- Madvar
- Coordinates: 31°31′14″N 54°24′35″E﻿ / ﻿31.52056°N 54.40972°E
- Country: Iran
- Province: Yazd
- County: Mehriz
- Bakhsh: Central
- Rural District: Khvormiz

Population (2016)
- • Total: 1,246
- Time zone: UTC+3:30 (IRST)
- • Summer (DST): UTC+4:30 (IRDT)
- Website: http://madvar.ir/en/

= Madvar, Yazd =

Madvar (مدوار, also Romanized as Madvār) is a village in Khvormiz Rural District, in the Central District of Mehriz County, Yazd Province, Iran. At the 2006 census, its population was 986, in 263 families.

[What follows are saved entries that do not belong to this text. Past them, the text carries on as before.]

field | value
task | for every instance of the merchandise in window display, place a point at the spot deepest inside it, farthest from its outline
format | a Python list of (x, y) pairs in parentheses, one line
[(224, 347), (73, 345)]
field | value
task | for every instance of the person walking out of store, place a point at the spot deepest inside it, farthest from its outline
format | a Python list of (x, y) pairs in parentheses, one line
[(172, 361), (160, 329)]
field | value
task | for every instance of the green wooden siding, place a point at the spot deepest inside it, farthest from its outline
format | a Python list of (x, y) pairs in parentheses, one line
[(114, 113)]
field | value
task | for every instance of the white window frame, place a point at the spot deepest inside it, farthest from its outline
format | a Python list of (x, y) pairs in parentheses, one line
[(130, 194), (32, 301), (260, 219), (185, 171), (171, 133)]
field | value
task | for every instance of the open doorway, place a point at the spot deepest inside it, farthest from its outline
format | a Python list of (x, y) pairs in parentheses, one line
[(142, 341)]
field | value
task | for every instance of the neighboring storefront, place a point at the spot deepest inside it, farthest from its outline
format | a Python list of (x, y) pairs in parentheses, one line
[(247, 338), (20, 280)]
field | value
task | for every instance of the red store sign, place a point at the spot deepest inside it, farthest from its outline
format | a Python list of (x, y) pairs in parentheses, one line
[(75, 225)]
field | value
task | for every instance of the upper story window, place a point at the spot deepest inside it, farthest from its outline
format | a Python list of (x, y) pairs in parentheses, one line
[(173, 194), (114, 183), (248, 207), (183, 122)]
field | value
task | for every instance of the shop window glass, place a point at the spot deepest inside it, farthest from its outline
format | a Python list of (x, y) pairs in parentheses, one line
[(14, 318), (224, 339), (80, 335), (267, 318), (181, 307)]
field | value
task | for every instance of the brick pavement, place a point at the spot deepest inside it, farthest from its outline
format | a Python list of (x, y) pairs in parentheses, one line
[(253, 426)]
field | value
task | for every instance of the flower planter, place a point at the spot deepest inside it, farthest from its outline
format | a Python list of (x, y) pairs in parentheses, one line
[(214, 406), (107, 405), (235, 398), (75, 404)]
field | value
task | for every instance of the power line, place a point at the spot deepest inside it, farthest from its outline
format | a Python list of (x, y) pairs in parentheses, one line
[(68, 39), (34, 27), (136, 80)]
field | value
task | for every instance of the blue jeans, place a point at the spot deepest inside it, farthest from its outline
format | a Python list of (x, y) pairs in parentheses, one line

Madvar or Mazvar is located near a permanent spring called Gharbalbiz. This village has been the home of many people from the pre-Islamic times. Various ceramic artifacts that were found near this village especially in the ancient hill called Shah Neshin represent the ancient civilization in this area.

== Attraction ==
Gharbalbiz Spring

The spring “Gharbalbiz” which is the most important source of water in Mehriz and Yazd is located in northwest of Madvar. This spring had so much water in the past that it was transported to Yazd through covered channels.